Questo però se da un punto di vista è da considerarsi come merito di Scott, quello di aver capito che la scelta giusta era dare la squadra in mano al suo fenomenale playmaker, da un altro dimostra come tatticamente rimanga un coach con numerosissimi limiti. E’ storia nota la sua presunta inettitudine in questioni tattiche, fin dai tempi dei Nets quando si diceva che l’artefice delle vittorie della squadra finalista NBA fosse Eddie Jordan, il suo secondo, piuttosto che lui.
L’altro motivo per cui mi sento di muovere alcuni capi d’accusa a Scott è quello che poi ci ha ricollegato al discorso panchina. Cioè l’utilizzo dei due giovani della squadra.
E’ un dato di fatto che in questi anni Scott non ha dimostrato una particolare simpatia verso i giocatori inesperti. Il caso Paul non va preso in considerazione, visto che stiamo parlando di persone umane e non extraterrestri. Armstrong e Wright sono solo gli ultimi in ordine di tempo ad aver dovuto patire panchinamenti improvvisi. La lista di nomi è formata da giocatori come JR Smith (con il quale peraltro litigava un giorno sì e l’altro pure, ma va detto che relazionarsi con il vuoto pneumatico di JR non dev’essere stato facile), Kirk Snyder, Cedric Simmons (anche se lui poveretto al momento è già tanto che riesca a giocare, vista la miriade di infortuni a cui è continuamente sottoposto) e Brandon Bass.

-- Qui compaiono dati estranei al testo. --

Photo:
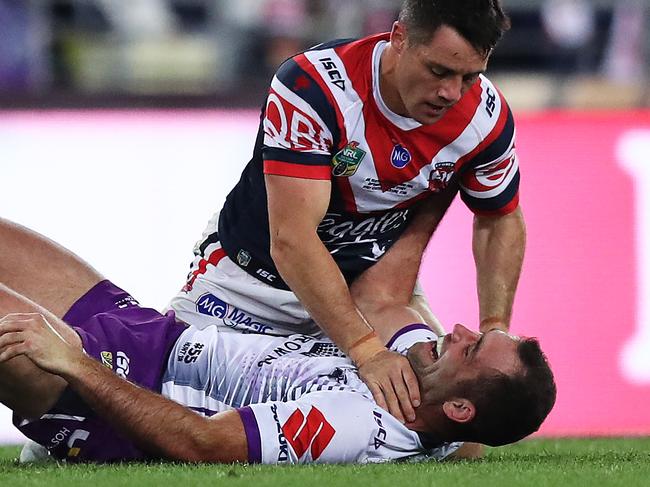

Proprio quest’ultimo nome dovrebbe far pensare, visto che è passato dai DNP a New Orleans al 9+6 a Dallas.
Il problema è che se parlassimo di una panchina profonda la questione non si porrebbe nemmeno. Ma se i giocatori a cui Wright e Armstrong devono fare spazio sono Bowen ed Ely, la critica è d’obbligo.
Insomma, dopo questo lungo sproloquio mi odierete, perchè sono riuscito a lamentarmi della sorpresa della stagione.
Non potrebbe esserci appassionato più felice del sottoscritto, per i risultati attuali, ma è insito nel tifoso medio il gene dell’insoddisfazione, che porta a vedere il bicchiere mezzo vuoto piuttosto che mezzo pieno. E quello che ho scritto sopra è certo una visione esagerata della situazione, ma non errata. Potrebbe sembrare il delirio di un pazzo, ma in realtà sono questioni ben presenti e dibattute a più riprese.
Questo non toglie la stagione straordinaria che tutti stanno facendo, l’augurio è che, aldilà di tutte queste facezie, aprile per una volta tanto sia il più lungo possibile, per questi sorprendenti Hornets.